O mais importante ao se buscar um serviço de qualidade elevada não está nesses detalhes semânticos e sim em cumprir requisitos técnicos que os enquadre em padrões de oferta, velocidade, baixos intervalos e conforto.
Mas, afinal, como definir o que é metrô?
Como dissemos, não existe uma fórmula mágica. A UITP (associação mundial de transporte público) considera os sistemas de transporte urbano de passageiros “operados por conta própria e segregados do tráfego rodoviário e de pedestres em geral”. Em inglês, aliás, além do termo “metro” também é utilizado o “Rapid Transit”, mas além disso há margem para diversas interpretações, inclusive uma apropriação feita pelos defensores dos ônibus ao criar o “BRT” (Bus Rapid Transit).
Se é difícil dizer o que é metrô, torna-se mais fácil afirmar o que não é. Linhas que compartilham vias com trens cargueiros, por exemplo, não são mesmo que tenham intervalos baixos ou estações nuito próximas. Assim como possuir as chamadas passagens de nível, quando há o cruzamento de veículos pelos trilhos. Composições tracionadas por locomotivas também podem ser retiradas dessa lista.
Mas e o fato de uma linha ser na superfície ou elevada? Não, isso não a faz menos metrô do que um ramal subterrâneo. O importante nesse caso é que as vias não sejam compartilhadas ou que tenham interferências.
E estações distantes, outro argumento usado por algums? Também não invalida uma linha de metrô. Há sistemas com estações a 500 metros de distância como outras com dois ou três quilômetros de separação. Para citar um exemplo extremo, a Linha 4 do Metrô do Rio de Janeiro possui um longo trecho em que atravessa uma montanha e nem por isso perdeu seu “status”.
Trens que usam pneus não são metrô? Errado, são sim.

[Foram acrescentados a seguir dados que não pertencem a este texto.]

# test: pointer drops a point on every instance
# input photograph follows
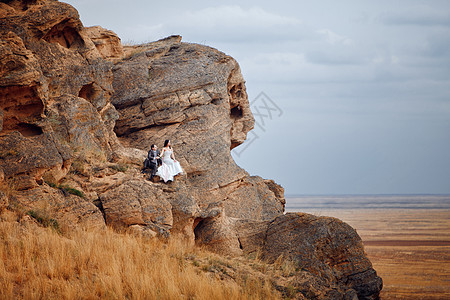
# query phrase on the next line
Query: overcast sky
(363, 87)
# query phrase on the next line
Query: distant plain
(407, 238)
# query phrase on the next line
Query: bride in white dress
(170, 166)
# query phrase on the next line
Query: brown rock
(326, 247)
(52, 203)
(33, 157)
(195, 96)
(106, 42)
(136, 202)
(63, 103)
(3, 200)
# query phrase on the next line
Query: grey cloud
(419, 16)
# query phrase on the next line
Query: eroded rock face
(195, 96)
(78, 112)
(55, 90)
(329, 250)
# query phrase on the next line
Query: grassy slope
(39, 263)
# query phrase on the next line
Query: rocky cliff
(78, 111)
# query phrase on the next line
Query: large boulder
(195, 96)
(327, 249)
(78, 112)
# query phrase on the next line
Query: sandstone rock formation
(78, 112)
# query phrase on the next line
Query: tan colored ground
(410, 249)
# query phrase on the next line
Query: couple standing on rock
(169, 166)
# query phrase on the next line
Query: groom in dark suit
(153, 160)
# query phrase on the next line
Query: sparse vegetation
(104, 264)
(120, 167)
(44, 220)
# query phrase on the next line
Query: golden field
(409, 249)
(40, 263)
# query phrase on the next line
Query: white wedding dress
(169, 167)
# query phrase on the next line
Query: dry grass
(42, 264)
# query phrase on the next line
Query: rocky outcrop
(78, 112)
(329, 249)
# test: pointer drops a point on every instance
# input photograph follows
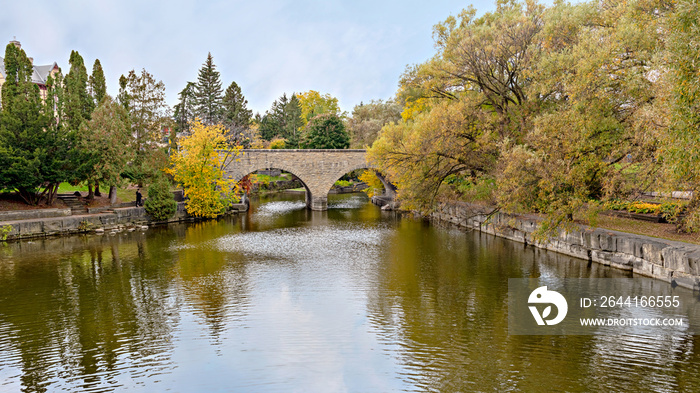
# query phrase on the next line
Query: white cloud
(355, 51)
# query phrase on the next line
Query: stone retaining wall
(33, 214)
(119, 218)
(674, 262)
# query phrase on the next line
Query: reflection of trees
(77, 305)
(441, 299)
(215, 286)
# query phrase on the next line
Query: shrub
(160, 204)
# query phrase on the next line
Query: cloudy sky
(354, 49)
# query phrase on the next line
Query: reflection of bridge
(317, 169)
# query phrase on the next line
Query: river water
(282, 299)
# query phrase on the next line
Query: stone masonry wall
(674, 262)
(317, 169)
(120, 218)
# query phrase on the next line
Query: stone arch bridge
(318, 170)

O fato de se deslocarem por pneus não os transformam em “ônibus gigantescos” já que em outros aspectos eles obedecem a vários critérios de um “Rapid Transit”. É o caso de algumas linhas do metrô de Paris que trocaram os trilhos pelos pneus para reduzir o ruído em áreas urbanas. Mas então o Expresso Tiradentes, popular Fura-Fila, pode ser um metrô? Nem pensar. Embora seja segregado das vias, ter estações e não pontos de ônibus fechados como outros BRT, o Expresso utiliza ônibus conduzidos manualmente sem um sistema de controle integrado, além de ter uma oferta baixa pela sua extensão. Poderia ser transformado em um metrô leve, por exemplo? Sem dúvida, mas talvez o custo não compense.
E o tão falado e criticado monotrilho? É metrô ou não é? Os de média capacidade, sem dúvida. Eles possuem várias características comuns aos sistemas convencionais, incluindo intervalos baixos e regulares, sistema de controle automático, estações e vias segregadas das ruas e por isso velocidade compatível. O fato de rodar sobre uma viga de concreto não os incapacita a cumprir esses objetivos.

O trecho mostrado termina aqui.